Today, the Treasury’s Office of Foreign Assets Control (OFAC) sanctioned North Korean front companies Korea Osong Shipping Co (Osong) and Chonsurim Trading Corporation (Chonsurim), as well as their presidents Jong In Chol and Son Kyong Sik.
OFAC also sanctioned Liaoning China Trade, a Chinese company that has supplied Department 53 of the Ministry of National Defense, a weapons-trading entity that also generates revenue using IT and software development front companies, with electronics equipment, including notebook and desktop computers.
Due to these sanctions, U.S. organizations and citizens are prohibited from conducting transactions with sanctioned individuals and companies. Furthermore, all assets linked to them in the U.S. will be frozen, while U.S. financial institutions and foreign entities involved in transactions with them may also face penalties.
The State Department also offers up to $5 million for tips that could help disrupt the activities of two other North Korean front companies, Yanbian Silverstar and Volasys Silverstar (and their employees). Over the last six years, these companies have generated over $88 million in illegal remote IT work schemes.

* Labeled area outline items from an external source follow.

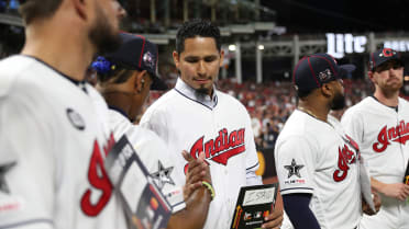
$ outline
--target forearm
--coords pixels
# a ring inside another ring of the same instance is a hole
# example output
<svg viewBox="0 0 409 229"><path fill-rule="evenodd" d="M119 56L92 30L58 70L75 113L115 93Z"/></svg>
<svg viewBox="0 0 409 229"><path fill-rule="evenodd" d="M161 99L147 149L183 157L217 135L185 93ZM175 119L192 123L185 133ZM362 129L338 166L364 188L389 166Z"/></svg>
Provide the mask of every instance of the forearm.
<svg viewBox="0 0 409 229"><path fill-rule="evenodd" d="M376 180L376 179L374 179L374 178L371 178L371 187L372 187L373 190L375 190L376 192L385 194L385 193L383 192L383 187L384 187L385 185L386 185L386 184L385 184L384 182L380 182L380 181L378 181L378 180Z"/></svg>
<svg viewBox="0 0 409 229"><path fill-rule="evenodd" d="M202 186L186 201L186 208L172 215L168 229L201 229L208 217L210 192Z"/></svg>
<svg viewBox="0 0 409 229"><path fill-rule="evenodd" d="M284 208L295 229L321 229L309 207L310 199L307 194L283 195Z"/></svg>

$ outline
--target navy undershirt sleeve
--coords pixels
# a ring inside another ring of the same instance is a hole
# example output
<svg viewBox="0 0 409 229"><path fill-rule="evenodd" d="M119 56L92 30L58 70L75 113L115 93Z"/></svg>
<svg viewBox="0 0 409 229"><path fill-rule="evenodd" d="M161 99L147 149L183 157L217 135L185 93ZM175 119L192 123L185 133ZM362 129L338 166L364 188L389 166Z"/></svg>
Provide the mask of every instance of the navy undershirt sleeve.
<svg viewBox="0 0 409 229"><path fill-rule="evenodd" d="M284 209L295 229L321 229L309 204L311 194L295 193L283 195Z"/></svg>

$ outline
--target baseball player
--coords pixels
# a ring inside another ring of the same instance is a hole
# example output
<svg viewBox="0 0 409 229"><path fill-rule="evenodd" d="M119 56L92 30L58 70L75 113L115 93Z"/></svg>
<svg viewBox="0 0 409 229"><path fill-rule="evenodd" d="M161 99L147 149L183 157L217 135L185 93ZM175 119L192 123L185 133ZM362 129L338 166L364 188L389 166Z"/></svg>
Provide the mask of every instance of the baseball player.
<svg viewBox="0 0 409 229"><path fill-rule="evenodd" d="M147 108L141 125L164 139L170 152L187 150L194 158L204 152L217 194L204 228L226 229L240 187L262 184L255 174L258 159L250 116L237 100L214 87L223 62L219 28L204 21L186 22L176 41L173 57L180 77ZM174 158L179 168L189 170L180 154ZM266 221L263 228L277 228L281 213L275 210Z"/></svg>
<svg viewBox="0 0 409 229"><path fill-rule="evenodd" d="M342 117L346 133L361 147L368 163L372 187L380 193L382 207L364 216L360 228L409 229L409 185L404 174L409 158L409 103L399 98L404 62L390 48L369 56L368 77L375 92L349 108Z"/></svg>
<svg viewBox="0 0 409 229"><path fill-rule="evenodd" d="M352 70L328 54L303 57L294 70L298 106L275 147L288 216L283 228L352 229L360 224L358 147L329 115L344 107L341 78Z"/></svg>
<svg viewBox="0 0 409 229"><path fill-rule="evenodd" d="M20 12L24 48L0 62L0 228L125 228L103 168L108 108L82 81L95 53L120 44L124 11L112 0L27 0Z"/></svg>
<svg viewBox="0 0 409 229"><path fill-rule="evenodd" d="M187 181L186 188L202 187L198 194L188 194L192 191L185 190L185 178L183 168L175 163L173 153L166 149L165 142L152 130L133 125L130 121L139 115L146 101L150 89L166 90L167 85L157 75L157 49L156 46L143 36L128 33L120 34L121 47L103 57L98 57L92 64L97 70L98 88L104 96L110 111L110 126L113 128L114 138L120 139L126 135L135 148L141 160L146 165L162 192L173 205L174 215L169 219L168 228L202 228L211 201L211 192L201 182L195 185ZM191 160L189 167L198 167L199 160ZM201 159L206 175L201 178L211 181L209 167ZM198 167L199 169L200 167ZM201 176L203 170L198 174L189 174L190 178Z"/></svg>

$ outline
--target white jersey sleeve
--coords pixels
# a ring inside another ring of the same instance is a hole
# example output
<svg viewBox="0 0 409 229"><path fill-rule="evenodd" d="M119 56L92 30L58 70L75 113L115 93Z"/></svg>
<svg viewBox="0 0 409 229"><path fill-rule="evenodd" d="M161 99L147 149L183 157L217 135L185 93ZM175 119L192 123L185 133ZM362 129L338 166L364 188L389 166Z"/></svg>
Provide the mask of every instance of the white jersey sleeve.
<svg viewBox="0 0 409 229"><path fill-rule="evenodd" d="M173 213L184 209L186 207L183 193L185 178L177 173L183 169L175 168L177 167L175 156L169 152L165 142L155 133L140 126L133 126L126 133L126 137L172 205Z"/></svg>
<svg viewBox="0 0 409 229"><path fill-rule="evenodd" d="M301 136L291 136L278 142L275 162L281 195L313 193L314 151Z"/></svg>
<svg viewBox="0 0 409 229"><path fill-rule="evenodd" d="M354 110L346 110L341 118L341 124L345 133L347 133L347 135L350 135L352 139L361 145L364 140L363 116Z"/></svg>
<svg viewBox="0 0 409 229"><path fill-rule="evenodd" d="M46 111L30 92L0 98L0 228L53 228L54 133Z"/></svg>
<svg viewBox="0 0 409 229"><path fill-rule="evenodd" d="M255 172L258 170L258 157L257 150L254 142L253 128L251 127L251 118L248 113L246 113L246 133L245 133L245 146L246 149L246 185L258 185L263 184L262 176L257 175Z"/></svg>

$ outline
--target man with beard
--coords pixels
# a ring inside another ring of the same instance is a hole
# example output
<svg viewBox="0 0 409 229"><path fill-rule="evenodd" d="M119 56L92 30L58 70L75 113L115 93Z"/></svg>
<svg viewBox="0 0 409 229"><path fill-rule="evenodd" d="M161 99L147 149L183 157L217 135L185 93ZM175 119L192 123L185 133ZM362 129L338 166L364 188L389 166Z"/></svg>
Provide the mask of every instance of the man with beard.
<svg viewBox="0 0 409 229"><path fill-rule="evenodd" d="M372 180L383 204L375 216L364 216L360 228L408 229L409 185L404 174L409 159L409 103L399 98L404 83L404 61L390 48L369 56L373 95L349 108L342 117L346 133L361 147ZM409 174L405 174L409 175Z"/></svg>
<svg viewBox="0 0 409 229"><path fill-rule="evenodd" d="M328 54L303 57L294 70L298 106L275 147L289 218L285 217L281 228L352 229L360 224L358 149L329 115L331 110L344 107L341 78L352 70L351 65L339 66Z"/></svg>
<svg viewBox="0 0 409 229"><path fill-rule="evenodd" d="M203 180L211 181L209 165L203 161L203 153L199 160L191 160L185 153L190 161L189 167L195 168L185 179L177 173L180 169L164 141L150 129L131 123L141 113L150 90L167 90L167 85L156 71L156 45L139 35L121 33L120 36L122 45L118 50L92 62L98 76L97 88L110 107L109 122L114 138L126 135L167 197L173 207L167 228L201 229L212 198L212 193L203 184Z"/></svg>
<svg viewBox="0 0 409 229"><path fill-rule="evenodd" d="M84 81L120 43L115 0L26 0L21 55L0 62L0 228L125 228L103 159L107 105Z"/></svg>
<svg viewBox="0 0 409 229"><path fill-rule="evenodd" d="M190 169L177 152L187 150L194 158L204 152L215 192L206 229L230 228L240 187L262 184L255 174L258 159L250 115L214 85L224 56L220 38L220 30L206 21L186 22L178 30L173 57L180 77L141 119L165 140L178 168ZM281 211L274 210L265 221L263 228L277 228Z"/></svg>

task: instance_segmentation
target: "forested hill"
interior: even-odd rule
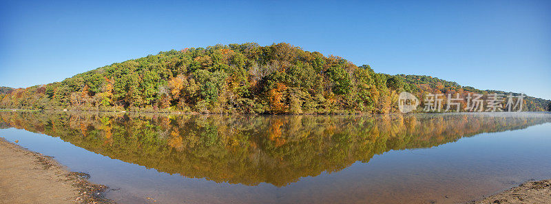
[[[7,94],[13,90],[12,88],[0,86],[0,94]]]
[[[375,73],[287,43],[160,52],[61,82],[0,93],[0,108],[215,113],[388,113],[402,91],[487,94],[427,76]],[[550,101],[527,97],[524,110]]]

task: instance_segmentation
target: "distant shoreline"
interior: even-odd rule
[[[132,114],[222,114],[222,115],[384,115],[384,114],[506,114],[506,113],[551,113],[549,111],[523,111],[523,112],[408,112],[408,113],[218,113],[218,112],[198,112],[182,111],[163,111],[163,112],[136,112],[129,110],[40,110],[40,109],[2,109],[0,112],[105,112],[105,113],[132,113]]]
[[[480,201],[467,203],[551,203],[551,179],[528,181]]]

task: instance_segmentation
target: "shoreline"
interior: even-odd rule
[[[90,182],[87,174],[67,170],[52,156],[1,137],[0,155],[0,203],[115,203],[103,196],[107,186]],[[528,181],[472,199],[464,203],[551,203],[551,179]]]
[[[0,203],[115,203],[103,196],[109,187],[90,182],[86,173],[69,171],[52,156],[1,137],[0,155]]]
[[[551,179],[528,181],[467,204],[551,203]]]

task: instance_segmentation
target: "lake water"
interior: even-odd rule
[[[121,203],[453,203],[551,178],[551,114],[0,112]]]

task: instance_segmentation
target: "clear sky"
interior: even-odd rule
[[[287,42],[377,72],[551,99],[551,1],[112,1],[0,0],[0,85],[172,49]]]

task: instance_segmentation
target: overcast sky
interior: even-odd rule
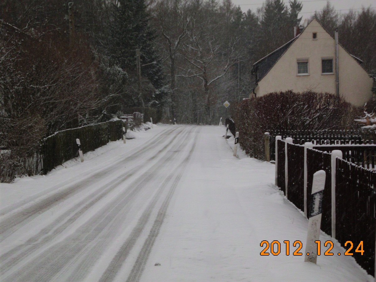
[[[303,20],[308,18],[313,14],[315,11],[321,10],[326,5],[327,0],[301,0],[303,8],[300,16],[303,17]],[[347,13],[349,9],[360,9],[362,6],[365,8],[369,6],[376,9],[376,0],[329,0],[336,10],[346,10],[339,11],[341,13]],[[239,5],[243,12],[250,9],[256,12],[257,8],[261,7],[264,0],[232,0],[236,6]],[[284,1],[288,6],[288,0]]]

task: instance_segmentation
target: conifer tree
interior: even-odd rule
[[[113,64],[129,73],[135,73],[136,50],[139,49],[141,75],[155,89],[153,97],[144,95],[144,102],[159,102],[167,92],[165,77],[155,49],[156,35],[149,23],[150,15],[147,8],[144,0],[119,0],[118,5],[114,7],[110,25],[109,55]]]

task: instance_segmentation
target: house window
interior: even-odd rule
[[[333,73],[333,59],[321,59],[321,67],[322,73]]]
[[[308,59],[300,59],[297,61],[298,67],[298,75],[308,74]]]

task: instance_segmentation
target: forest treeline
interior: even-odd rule
[[[248,97],[252,64],[293,38],[303,5],[266,0],[244,13],[231,0],[3,0],[0,143],[32,148],[135,107],[216,123],[224,102]],[[328,2],[314,17],[374,73],[376,10],[340,14]]]

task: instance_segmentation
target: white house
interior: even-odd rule
[[[249,97],[311,90],[339,94],[355,106],[364,105],[372,97],[372,79],[361,60],[337,46],[338,91],[335,40],[313,20],[294,39],[254,64],[256,84]]]

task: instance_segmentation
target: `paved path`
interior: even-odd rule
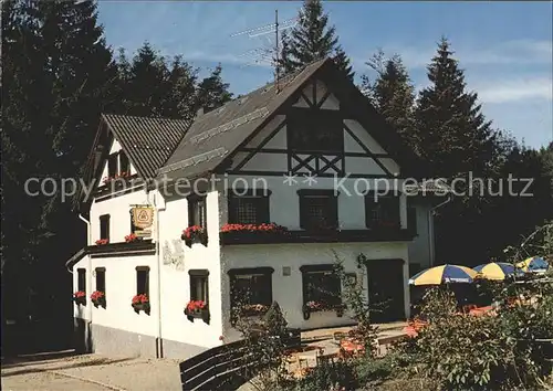
[[[2,390],[180,391],[179,360],[33,356],[2,362]]]

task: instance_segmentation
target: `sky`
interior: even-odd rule
[[[148,41],[161,54],[181,54],[206,75],[221,63],[234,94],[271,81],[269,63],[249,51],[274,44],[273,34],[233,34],[298,15],[301,1],[100,1],[98,19],[114,50],[134,53]],[[552,2],[323,1],[356,81],[382,49],[401,55],[417,89],[441,36],[451,42],[467,87],[488,119],[519,141],[553,141]],[[264,32],[261,30],[260,32]],[[257,61],[258,60],[258,61]],[[255,62],[257,61],[257,62]]]

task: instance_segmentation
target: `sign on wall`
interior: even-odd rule
[[[154,224],[154,208],[137,205],[131,210],[131,213],[133,215],[135,235],[138,237],[150,237],[152,225]]]

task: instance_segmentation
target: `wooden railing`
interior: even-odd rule
[[[291,329],[285,345],[295,347],[300,344],[300,330]],[[236,390],[251,380],[255,364],[243,340],[211,348],[180,362],[182,391]]]

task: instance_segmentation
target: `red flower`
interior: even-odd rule
[[[73,294],[73,297],[74,298],[81,298],[81,297],[84,297],[86,296],[86,294],[84,293],[84,290],[77,290]]]
[[[192,234],[204,233],[204,228],[199,225],[192,225],[182,231],[182,235],[190,239]]]
[[[148,296],[145,294],[136,295],[135,297],[133,297],[133,305],[146,304],[146,303],[149,303],[149,299],[148,299]]]
[[[127,242],[127,243],[136,242],[137,240],[138,240],[138,236],[136,236],[134,233],[125,236],[125,242]]]

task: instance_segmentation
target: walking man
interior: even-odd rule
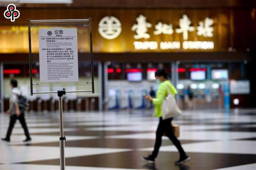
[[[24,130],[25,135],[26,137],[26,139],[23,142],[31,140],[31,139],[25,120],[25,112],[26,110],[20,109],[19,105],[18,96],[21,94],[21,92],[17,88],[18,82],[17,81],[13,79],[11,80],[10,86],[11,89],[10,98],[10,107],[9,109],[6,112],[7,114],[9,114],[10,115],[10,122],[6,137],[5,138],[2,139],[7,142],[10,141],[10,137],[13,129],[16,122],[16,120],[18,119]]]

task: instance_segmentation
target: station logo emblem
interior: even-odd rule
[[[49,36],[51,36],[52,35],[52,33],[50,31],[49,31],[47,32],[47,35],[49,35]]]
[[[109,40],[114,39],[121,33],[121,23],[114,16],[105,16],[99,23],[98,30],[103,38]]]
[[[19,16],[19,11],[16,9],[15,5],[12,3],[8,5],[7,8],[3,13],[4,16],[6,18],[10,19],[12,22],[14,22],[15,19]]]

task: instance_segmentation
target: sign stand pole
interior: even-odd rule
[[[28,37],[29,37],[29,75],[30,77],[30,90],[31,96],[36,94],[46,94],[50,93],[58,94],[58,96],[59,97],[59,109],[60,111],[60,164],[61,170],[65,170],[65,141],[66,140],[66,138],[63,134],[63,114],[62,113],[62,98],[63,96],[68,93],[79,93],[91,92],[94,93],[94,74],[93,73],[93,55],[92,52],[92,20],[91,18],[88,19],[57,19],[51,20],[30,20],[28,19]],[[33,83],[33,73],[32,70],[33,69],[32,63],[35,63],[36,61],[33,61],[32,60],[32,55],[31,47],[31,27],[35,27],[36,23],[45,23],[49,24],[50,23],[69,23],[69,22],[74,23],[77,22],[77,23],[82,22],[86,22],[88,24],[84,24],[84,26],[87,26],[89,27],[89,39],[90,45],[90,64],[91,76],[92,81],[89,83],[87,82],[87,84],[91,83],[91,90],[79,90],[66,91],[65,89],[63,89],[63,90],[49,92],[33,92],[33,86],[34,85],[38,85],[38,83],[34,84]],[[31,23],[33,23],[33,25],[31,25]],[[50,31],[48,31],[51,32]],[[49,35],[48,35],[50,36]],[[39,50],[39,53],[40,53]],[[65,82],[65,81],[64,81]]]
[[[64,136],[63,129],[63,115],[62,111],[62,97],[66,94],[65,89],[63,90],[58,90],[58,96],[59,97],[59,110],[60,110],[60,170],[65,170],[65,147],[64,141],[66,138]]]

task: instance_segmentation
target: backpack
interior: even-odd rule
[[[175,99],[171,93],[169,88],[165,85],[168,91],[168,95],[162,103],[162,115],[163,120],[173,118],[181,114],[181,111],[177,105]]]
[[[28,110],[29,106],[29,100],[22,95],[17,95],[18,97],[18,104],[21,113],[24,113]]]

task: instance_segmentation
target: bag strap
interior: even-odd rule
[[[169,87],[166,84],[164,84],[164,86],[166,87],[166,88],[167,89],[167,91],[168,92],[168,94],[172,94],[171,93],[171,92],[170,92],[170,89],[169,89]]]

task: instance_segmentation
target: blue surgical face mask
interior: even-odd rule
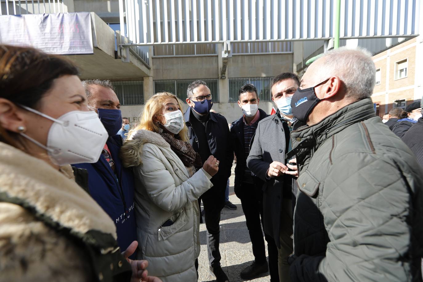
[[[200,115],[205,115],[207,113],[210,112],[212,107],[213,107],[211,100],[204,99],[204,101],[201,102],[195,101],[193,100],[191,100],[191,101],[194,103],[195,106],[193,108],[194,110]]]
[[[280,98],[275,101],[279,112],[285,115],[292,115],[292,108],[291,106],[291,100],[292,96],[287,98]]]
[[[122,128],[122,114],[120,110],[96,109],[92,107],[89,108],[97,110],[100,120],[109,134],[109,136],[115,135]]]

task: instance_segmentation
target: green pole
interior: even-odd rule
[[[335,3],[335,30],[333,38],[333,48],[336,49],[339,48],[339,35],[340,25],[340,19],[341,14],[341,0],[338,0]]]
[[[334,34],[333,35],[333,49],[336,49],[339,48],[339,37],[340,34],[339,27],[341,25],[341,0],[337,0],[335,3],[335,30],[334,31]],[[305,62],[306,66],[310,65],[312,63],[321,57],[323,55],[323,54],[321,54],[309,59]]]

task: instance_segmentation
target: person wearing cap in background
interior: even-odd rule
[[[398,120],[399,119],[399,116],[404,111],[404,110],[401,108],[394,108],[389,111],[389,112],[388,113],[389,116],[388,121],[384,123],[385,125],[389,126],[389,129],[391,129],[392,126],[395,125],[395,124],[398,121]]]
[[[412,103],[406,107],[405,111],[401,114],[400,119],[391,128],[391,130],[397,136],[401,138],[407,131],[417,122],[417,120],[421,118],[421,112],[420,101]]]
[[[423,99],[420,101],[420,107],[423,107]],[[407,131],[401,138],[416,156],[417,162],[423,167],[423,118],[420,117],[417,122]]]
[[[122,136],[122,139],[124,141],[128,138],[128,132],[129,131],[130,126],[129,125],[129,120],[127,118],[122,118],[122,128],[118,131],[118,134]]]

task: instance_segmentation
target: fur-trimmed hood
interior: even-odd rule
[[[116,238],[113,221],[75,182],[70,165],[59,171],[1,142],[0,196],[21,203],[74,233],[83,235],[97,230]]]
[[[143,164],[141,149],[146,143],[159,147],[170,148],[169,143],[158,133],[144,129],[131,131],[121,149],[121,159],[124,166],[129,167]]]

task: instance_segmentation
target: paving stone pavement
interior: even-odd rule
[[[251,281],[269,281],[269,273],[262,277],[250,280],[242,279],[239,273],[254,260],[248,230],[245,224],[245,217],[242,212],[241,201],[233,193],[234,176],[230,178],[229,200],[236,205],[235,210],[223,208],[220,219],[220,249],[222,260],[222,268],[228,275],[231,282]],[[203,217],[203,220],[204,217]],[[209,271],[209,260],[206,246],[206,225],[200,226],[201,251],[198,257],[198,275],[200,282],[215,281]],[[266,241],[265,241],[265,242]],[[266,255],[267,255],[267,246]]]

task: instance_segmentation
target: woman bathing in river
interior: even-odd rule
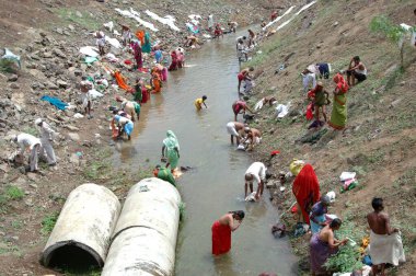
[[[241,226],[244,216],[245,214],[242,210],[229,211],[213,222],[211,227],[213,255],[221,255],[230,251],[231,232],[235,231]]]

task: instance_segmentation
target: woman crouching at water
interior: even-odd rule
[[[213,222],[212,230],[212,254],[221,255],[231,249],[231,232],[235,231],[244,219],[244,211],[229,211],[219,220]],[[234,221],[236,220],[236,221]]]

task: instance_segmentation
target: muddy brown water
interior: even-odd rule
[[[173,130],[181,145],[180,165],[195,168],[178,180],[186,203],[176,245],[175,275],[297,275],[297,258],[287,239],[275,239],[278,218],[265,191],[262,202],[245,203],[244,172],[252,162],[230,145],[226,124],[233,120],[236,100],[235,35],[208,42],[188,57],[187,68],[169,74],[163,92],[143,104],[131,142],[116,145],[123,165],[160,163],[162,140]],[[208,110],[197,113],[194,101],[207,95]],[[232,234],[230,253],[211,255],[211,225],[229,210],[246,212]]]

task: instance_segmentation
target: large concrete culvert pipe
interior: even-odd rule
[[[106,187],[78,186],[60,211],[41,263],[47,267],[102,267],[119,211],[118,198]]]
[[[181,196],[169,182],[146,179],[129,191],[102,276],[174,274]]]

North Korea’s “IT warriors”
The North Korean IT workers, who refer to themselves as “IT warriors,” impersonate U.S.-based IT staff by connecting to enterprise networks using U.S.-based laptop farms, something that the FBI has warned for years.
Circumventing U.S. and UN sanctions, North Korea sends thousands of IT professionals abroad to generate revenue. The workers hide their real identities to fraudulently secure freelance IT contracts worldwide.
However, the North Korean government keeps up to 90% of their wages, generating hundreds of millions yearly to fund its weapons programs, including mass destruction and ballistic missiles.
As the FBI repeatedly cautioned over the years, North Korea maintains a large army of IT workers trained to conceal their true identities to secure employment at hundreds of companies in the United States and worldwide.
After being found and fired, some North Korean IT workers have also used insider knowledge to extort their former employers, threatening to leak stolen sensitive information online.